Siyasi iktidar ve YÖK, Covid-19 salgını koşullarında, öğrencilerin eğitim hakkını kullanabilmeleri, öğretim elemanları ve diğer emekçilerin sağlıklı ve güvenli koşullarda çalışmaları için kısa bir süre içinde etkin önlemler almalıdır. Eğitim Sen olarak taleplerimiz açık ve nettir:
- Covid-19 salgınında alınacak ya da alınması gereken tedbirler, tepeden inme kararlarla değil üniversite bileşenlerinin dâhil olduğu karar mekanizmalarıyla oluşturulmalıdır.
- Şeffaflık, hem üniversite içinde hem de kamuoyuna karşı temel bir sorumluluk olarak görülmelidir.
- Salgın yönetiminde toplum sağlığı için sağlık kültürü geliştirme çalışmaları yapılmalıdır. İnsanlar arasındaki ve insanlarla nesneler arasındaki etkileşim konusunda, tek tek üniversite bileşenlerinin alması gereken önlemler hakkında üniversite bileşenleri ve kamuoyu sürekli bilgilendirilmelidir. Ayrıca makro ölçekte alınacak önlemler konusunda asıl sorumluluk siyasi iktidar ve idarededir.
- Üniversiteler açılmadan önce toplumun önemli bir kısmı, kitlesel ve hızlı bir biçimde aşılanmalıdır. Yüz yüze eğitime geçilmeden, yükseköğretim alanının özgünlüklerine uygun bir aşılama takvimi oluşturulmalı, eğitim ve bilim emekçileri ile öğrencilerin tamamı aşılanmalıdır.
- Üniversitelerde iş yeri hekimliği oluşturulmalı, işçi sağlığı ve iş güvenliği uzmanları görevlendirilmelidir.
- Yurtlarda salgın koşulları gözetilerek gerekli tedbirler alınmalı, yurt personelinin ve öğrencilerin sağlık hakkı korunmalıdır.
- Üniversite bileşenlerinin salgın dönemine uygun biçimde ulaşım haklarını kullanmaları amacıyla yerel yönetimler ve valiliklerle birlikte ulaşım planı oluşturulmalıdır.
- Üniversitelerin salgın için aldığı tedbirlerin, sendikalar, sağlık meslek kuruluşları, öğrenci örgütlenmeleri, çeşitli meslek odaları gibi toplumsal örgütlenmelerden oluşturulan yerel izleme kurulları tarafından takibine izin verilmelidir.
- Üniversitelerde ve eğitimde tüm bu önlemlerin alınması için ek bütçe sağlanmalıdır.
Covid-19 salgını sürecinde, Eğitim ve Bilim Emekçileri Sendikası olarak, üniversitelerdeki öğrencilerin eğitim hakkının, eğitim ve bilim emekçilerinin ise ekonomik, sosyal, kültürel ve özlük haklarının korunmasına ve geliştirilmesine yönelik olarak etkin çalışmalar içinde olacağız.
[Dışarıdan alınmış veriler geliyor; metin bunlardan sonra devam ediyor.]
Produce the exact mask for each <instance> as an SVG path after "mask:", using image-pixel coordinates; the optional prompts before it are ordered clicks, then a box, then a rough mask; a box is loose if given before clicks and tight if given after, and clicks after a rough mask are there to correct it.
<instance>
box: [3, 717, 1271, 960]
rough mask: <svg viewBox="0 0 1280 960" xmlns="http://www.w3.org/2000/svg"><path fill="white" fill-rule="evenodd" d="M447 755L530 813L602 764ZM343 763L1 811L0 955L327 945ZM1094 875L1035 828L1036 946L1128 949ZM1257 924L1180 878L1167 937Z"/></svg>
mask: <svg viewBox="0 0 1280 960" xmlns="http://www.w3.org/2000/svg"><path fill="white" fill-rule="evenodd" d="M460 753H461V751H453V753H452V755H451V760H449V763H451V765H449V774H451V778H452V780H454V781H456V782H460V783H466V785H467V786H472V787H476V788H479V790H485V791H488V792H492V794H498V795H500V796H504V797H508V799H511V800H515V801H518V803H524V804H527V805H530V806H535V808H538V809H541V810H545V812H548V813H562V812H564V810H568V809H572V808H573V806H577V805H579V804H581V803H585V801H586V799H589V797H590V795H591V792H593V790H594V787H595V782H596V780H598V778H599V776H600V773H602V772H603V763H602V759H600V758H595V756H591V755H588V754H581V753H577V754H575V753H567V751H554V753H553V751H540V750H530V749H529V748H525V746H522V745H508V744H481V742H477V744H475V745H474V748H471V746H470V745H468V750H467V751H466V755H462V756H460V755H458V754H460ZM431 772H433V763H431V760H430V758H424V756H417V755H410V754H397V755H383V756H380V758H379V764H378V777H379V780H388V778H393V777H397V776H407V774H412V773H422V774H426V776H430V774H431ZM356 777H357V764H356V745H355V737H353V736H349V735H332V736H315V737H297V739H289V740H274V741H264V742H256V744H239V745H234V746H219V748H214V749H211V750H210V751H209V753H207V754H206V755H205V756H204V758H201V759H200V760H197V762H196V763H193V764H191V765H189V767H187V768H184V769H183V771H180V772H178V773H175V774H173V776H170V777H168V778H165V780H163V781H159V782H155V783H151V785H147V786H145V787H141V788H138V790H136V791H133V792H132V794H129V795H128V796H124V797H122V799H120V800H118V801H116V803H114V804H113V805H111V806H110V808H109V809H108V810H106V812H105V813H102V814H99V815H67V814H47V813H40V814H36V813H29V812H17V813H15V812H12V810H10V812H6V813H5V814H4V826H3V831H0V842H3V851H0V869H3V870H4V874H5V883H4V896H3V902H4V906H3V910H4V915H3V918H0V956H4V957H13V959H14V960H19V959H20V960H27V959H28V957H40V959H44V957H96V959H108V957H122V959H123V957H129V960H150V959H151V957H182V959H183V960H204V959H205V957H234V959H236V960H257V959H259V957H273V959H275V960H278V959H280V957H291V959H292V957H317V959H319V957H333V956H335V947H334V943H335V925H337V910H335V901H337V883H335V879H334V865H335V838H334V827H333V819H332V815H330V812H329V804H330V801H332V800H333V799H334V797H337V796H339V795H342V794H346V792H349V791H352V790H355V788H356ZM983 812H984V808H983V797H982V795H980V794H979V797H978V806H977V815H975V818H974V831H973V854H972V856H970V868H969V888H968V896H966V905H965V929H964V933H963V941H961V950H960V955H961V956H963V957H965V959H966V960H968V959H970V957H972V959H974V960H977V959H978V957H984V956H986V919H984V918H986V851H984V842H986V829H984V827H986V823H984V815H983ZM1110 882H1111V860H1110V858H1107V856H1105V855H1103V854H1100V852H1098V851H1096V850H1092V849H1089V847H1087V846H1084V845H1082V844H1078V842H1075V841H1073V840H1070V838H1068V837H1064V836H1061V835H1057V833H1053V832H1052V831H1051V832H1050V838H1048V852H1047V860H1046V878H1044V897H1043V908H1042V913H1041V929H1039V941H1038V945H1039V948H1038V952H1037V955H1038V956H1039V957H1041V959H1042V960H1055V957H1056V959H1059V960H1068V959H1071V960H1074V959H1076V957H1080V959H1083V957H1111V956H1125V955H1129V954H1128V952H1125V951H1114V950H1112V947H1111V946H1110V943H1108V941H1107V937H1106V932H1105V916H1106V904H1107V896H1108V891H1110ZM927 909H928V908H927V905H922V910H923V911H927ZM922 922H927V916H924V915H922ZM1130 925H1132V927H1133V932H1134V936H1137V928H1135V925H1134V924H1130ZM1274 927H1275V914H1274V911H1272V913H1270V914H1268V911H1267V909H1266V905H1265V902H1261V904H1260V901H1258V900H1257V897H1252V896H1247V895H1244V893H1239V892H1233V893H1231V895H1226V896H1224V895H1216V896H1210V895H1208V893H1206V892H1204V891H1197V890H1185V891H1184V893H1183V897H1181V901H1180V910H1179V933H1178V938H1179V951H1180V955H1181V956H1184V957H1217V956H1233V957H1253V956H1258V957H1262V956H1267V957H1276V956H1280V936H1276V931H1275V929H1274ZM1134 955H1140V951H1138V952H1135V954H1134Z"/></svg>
Üniversitelerdeki vaka sayıları ve üniversitelerde alınacak önlemler konusunda açık, şeffaf ve katılımcı bir demokratik süreç izlenmesi için çalışmalar yürüteceğiz. “Yüz yüze eğitim esastır; önlemler alınsın, üniversiteler açılsın”, diyerek üniversite yönetimlerini ‘uzaktan eğitim’ rüyasından uyandıracağız!